Wednesday, March 24, 2010

Asking questions of your social network

Google recently acquired the startup Aardvark for $50 million. The idea behind Aardvark is to provide a way to ask complicated or subjective questions of your friends and colleagues.

There are two papers that will be published at upcoming conferences that provide useful details on this idea. The first is actually by two members of the Aardvark team -- co-founder and Aardvark CTO Damon Horowitz and ex-Googler and Aardvark advisor Sep Kamvar -- and will be published at the upcoming WWW 2010 conference. The paper is called, "The Anatomy of a Large-Scale Social Search Engine" (PDF). An excerpt:
With Aardvark, users ask a question, either by instant message, email, web input, text message, or voice. Aardvark then routes the question to the person in the user's extended social network most likely to be able to answer that question.

Aardvark queries tend to be long, highly contextualized, and subjective -- in short, they tend to be the types of queries that are not well-serviced by traditional search engines. We also find that the vast majority of questions get answered promptly and satisfactorily, and that users are surprisingly active, both in asking and answering.
The paper is well written and convincing, establishing that this idea works reasonably well for a small (50k) group of enthusiastic early adopters. The paper does not answer whether this will work at large scale on a less motivated, lower quality mainstream audience. It also does not provide data to be able to evaluate the common criticism of asking questions of social networks, which is that, at large scale, the burden from a flood of often irrelevant incoming questions creates too much pain for too little benefit.

To get a bit more illumination on that question, turn to another upcoming paper, this one out of Microsoft Research and to be published at CHI 2010. The paper is "What Do People Ask Their Social Networks, and Why? A Survey Study of Status Message Q&A Behavior" (PDF). Some excerpts:
50.6% ... used their status messages to ask a question .... [on] sites like Facebook and Twitter .... 24.3% received a response in 30 minutes or less, 42.8% in one hour or less, and 90.1% within one day .... 69.3% ... who received responses reported they found the responses helpful.

The most common reason to search socially, rather than through a search engine, was that participants had more trust in the responses provided by their friends [24.8%]. A belief that social networks were better than search engines for subjective questions, such as seeking opinions or recommendations, was also a common explanation [21.5%].

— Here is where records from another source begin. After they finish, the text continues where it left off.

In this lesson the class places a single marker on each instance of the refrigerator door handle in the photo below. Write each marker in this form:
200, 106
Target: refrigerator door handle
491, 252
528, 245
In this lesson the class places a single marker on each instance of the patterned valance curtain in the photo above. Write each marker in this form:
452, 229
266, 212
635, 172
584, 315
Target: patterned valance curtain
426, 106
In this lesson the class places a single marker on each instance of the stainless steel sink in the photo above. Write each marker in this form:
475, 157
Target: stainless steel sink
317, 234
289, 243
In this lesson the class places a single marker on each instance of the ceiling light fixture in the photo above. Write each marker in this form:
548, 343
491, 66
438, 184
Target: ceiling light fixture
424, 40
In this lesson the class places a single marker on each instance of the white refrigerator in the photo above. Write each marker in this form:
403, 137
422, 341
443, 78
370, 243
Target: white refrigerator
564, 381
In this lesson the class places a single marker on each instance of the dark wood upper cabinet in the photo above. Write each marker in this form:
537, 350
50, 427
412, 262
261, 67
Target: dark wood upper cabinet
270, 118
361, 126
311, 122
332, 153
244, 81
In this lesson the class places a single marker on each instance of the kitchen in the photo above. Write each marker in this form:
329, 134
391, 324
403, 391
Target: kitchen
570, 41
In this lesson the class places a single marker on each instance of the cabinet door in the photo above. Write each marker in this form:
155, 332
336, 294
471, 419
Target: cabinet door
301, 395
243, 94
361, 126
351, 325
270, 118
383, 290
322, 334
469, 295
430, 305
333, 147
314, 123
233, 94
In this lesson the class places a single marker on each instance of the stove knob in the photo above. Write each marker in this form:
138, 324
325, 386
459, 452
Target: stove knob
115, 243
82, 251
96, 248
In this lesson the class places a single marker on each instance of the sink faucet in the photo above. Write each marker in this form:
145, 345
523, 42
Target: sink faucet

The most common motivation given for responding to a question was altruism [37.0%]. Expertise was the next biggest factor [31.9%], with respondents being motivated because they felt they had special knowledge of the topic ... Nature of the relationship with the asker was an important motivator [13.7%], with closer friends more likely to get answers ... [as well as] the desire to connect socially [13.5%] ... free time [12.3%] ... [and] earning social capital [10.5%].

Many indicated they would prefer a face-to-face or personal request, and ignored questions directed broadly to the network-at-large .... [But] participants enjoyed the fun and social aspects of posing questions to their networks.
The key insight in the CHI paper is that people view asking questions of their social network as fun, entertaining, part of building relationships, and as a form of a gift exchange. The Aardvark paper focuses on a topical relevance rank of your social network, but maintaining relevance is going to be difficult at large scale when you have an unmotivated, lower quality, mainstream audience. The CHI paper might offer a path forward, suggesting we instead focus on game playing, entertainment, and the social rewards people enjoy when answering questions from their network.

Tuesday, March 23, 2010

Security advice is wrong

An insightful, funny, and thought-provoking paper by Cormac Herley at Microsoft Research, "So Long, And No Thanks for the Externalities: The Rational Rejection of Security Advice by Users" (PDF), looks at why people ignore security advice.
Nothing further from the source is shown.